TEMPO.CO, Batu -
Puluhan mata air di kawasan hulu Sungai Brantas mati. Sebagian lainnya
terus mengalami pengecilan debit. Dalam kurun dua tahun terakhir,
sebelas mata air mengering. Adapun debit 46 mata air yang masih ada
makin menyusut, dari semula 10 menjadi 5 meter kubik per detik.
Masyarakat melakukan reboisasi dan berbagai usaha lain untuk menjaga
kelestarian mata air itu.
"Kelompok masyarakat dan aktivis
lingkungan turut menjaga sumber air," kata warga Bulukerto, Bumiaji,
Kota Batu, Aries Faudzin, Jumat, 7 November 2014. Salah satu caranya
ialah menggalakkan gerakan penghijauan dan menerapkan kearifan lokal
dalam menjaga air, seperti menggelar selamatan sumber air, pagelaran
budaya, kesenian tradisional, dan diskusi dengan pakar lingkungan.
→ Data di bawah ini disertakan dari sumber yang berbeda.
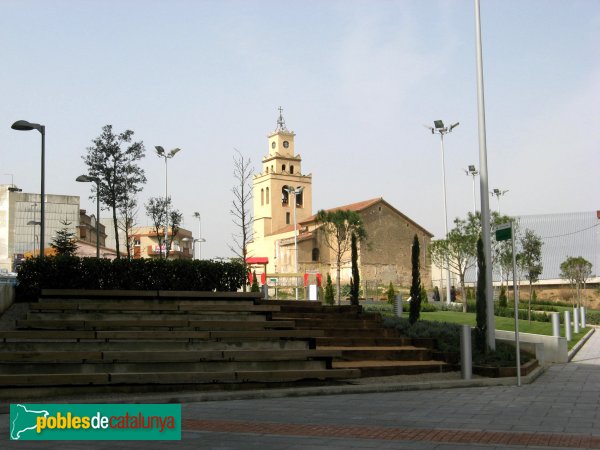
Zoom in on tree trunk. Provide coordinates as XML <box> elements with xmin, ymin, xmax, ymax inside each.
<box><xmin>460</xmin><ymin>274</ymin><xmax>467</xmax><ymax>313</ymax></box>
<box><xmin>528</xmin><ymin>280</ymin><xmax>532</xmax><ymax>323</ymax></box>
<box><xmin>336</xmin><ymin>263</ymin><xmax>341</xmax><ymax>306</ymax></box>
<box><xmin>112</xmin><ymin>205</ymin><xmax>120</xmax><ymax>259</ymax></box>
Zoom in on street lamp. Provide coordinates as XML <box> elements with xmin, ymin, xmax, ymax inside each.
<box><xmin>193</xmin><ymin>212</ymin><xmax>205</xmax><ymax>260</ymax></box>
<box><xmin>464</xmin><ymin>165</ymin><xmax>479</xmax><ymax>214</ymax></box>
<box><xmin>27</xmin><ymin>220</ymin><xmax>41</xmax><ymax>257</ymax></box>
<box><xmin>76</xmin><ymin>175</ymin><xmax>101</xmax><ymax>258</ymax></box>
<box><xmin>12</xmin><ymin>120</ymin><xmax>45</xmax><ymax>259</ymax></box>
<box><xmin>283</xmin><ymin>186</ymin><xmax>304</xmax><ymax>300</ymax></box>
<box><xmin>426</xmin><ymin>120</ymin><xmax>459</xmax><ymax>304</ymax></box>
<box><xmin>182</xmin><ymin>236</ymin><xmax>206</xmax><ymax>259</ymax></box>
<box><xmin>490</xmin><ymin>188</ymin><xmax>509</xmax><ymax>213</ymax></box>
<box><xmin>155</xmin><ymin>146</ymin><xmax>181</xmax><ymax>259</ymax></box>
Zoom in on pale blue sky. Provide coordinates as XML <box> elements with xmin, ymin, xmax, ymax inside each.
<box><xmin>1</xmin><ymin>0</ymin><xmax>599</xmax><ymax>259</ymax></box>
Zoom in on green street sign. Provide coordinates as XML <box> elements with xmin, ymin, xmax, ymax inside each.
<box><xmin>495</xmin><ymin>223</ymin><xmax>512</xmax><ymax>241</ymax></box>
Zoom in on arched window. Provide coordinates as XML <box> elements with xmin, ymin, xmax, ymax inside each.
<box><xmin>266</xmin><ymin>187</ymin><xmax>270</xmax><ymax>204</ymax></box>
<box><xmin>281</xmin><ymin>186</ymin><xmax>289</xmax><ymax>205</ymax></box>
<box><xmin>266</xmin><ymin>167</ymin><xmax>269</xmax><ymax>174</ymax></box>
<box><xmin>286</xmin><ymin>212</ymin><xmax>291</xmax><ymax>225</ymax></box>
<box><xmin>261</xmin><ymin>188</ymin><xmax>264</xmax><ymax>206</ymax></box>
<box><xmin>282</xmin><ymin>164</ymin><xmax>286</xmax><ymax>172</ymax></box>
<box><xmin>290</xmin><ymin>165</ymin><xmax>294</xmax><ymax>174</ymax></box>
<box><xmin>271</xmin><ymin>165</ymin><xmax>274</xmax><ymax>172</ymax></box>
<box><xmin>312</xmin><ymin>248</ymin><xmax>320</xmax><ymax>262</ymax></box>
<box><xmin>296</xmin><ymin>189</ymin><xmax>303</xmax><ymax>207</ymax></box>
(Baca: Sengketa Mata Air, Warga Menginap di Polres Batu)
Pada
2007, ada 170 mata air di hulu Sungai Brantas. Namun, hanya dalam rentang
waktu setahun kemudian, jumlahnya turun menjadi 111. Pada 2009, tersisa
46. Dari total sumber air di Kota Batu, 30 persen berada di Kecamatan
Bumiaji. Namun belakangan debit mata air itu terus menyusut, termasuk
sumber air Sungai Brantas, yang mengaliri 14 kota dan kabupaten di Jawa
Timur. (Baca juga: Hulu Sungai Brantas Tercemar Limbah Rumah Tangga)
Salah
satu mata air yang masih terjaga adalah Umbul Gemulo di Desa Bulukerto,
Kecamatan Bumiaji, yang memiliki debit 179 liter per detik. Umbul
Gemulo tak hanya menjadi tumpuan hidup bagi enam ribu warga setempat,
tapi juga memasok enam desa lain yang dialiri air dari Perusahaan Daerah
Air Minum Kota Batu.
Kawasan Kota Batu menjadi salah satu kunci
pelestarian sumber air karena berada di lereng Gunung Arjuna dan
Anjasmoro. Data Dinas Pengairan Provinsi Jawa Timur 2010 mencatat Jawa
Timur mempunyai 4.389 mata air yang tersebar di 30 kabupaten. Dari
jumlah tersebut, 109 di antaranya berada di Batu. Namun, debit mata air
di sana terus menyusut dari tahun ke tahun.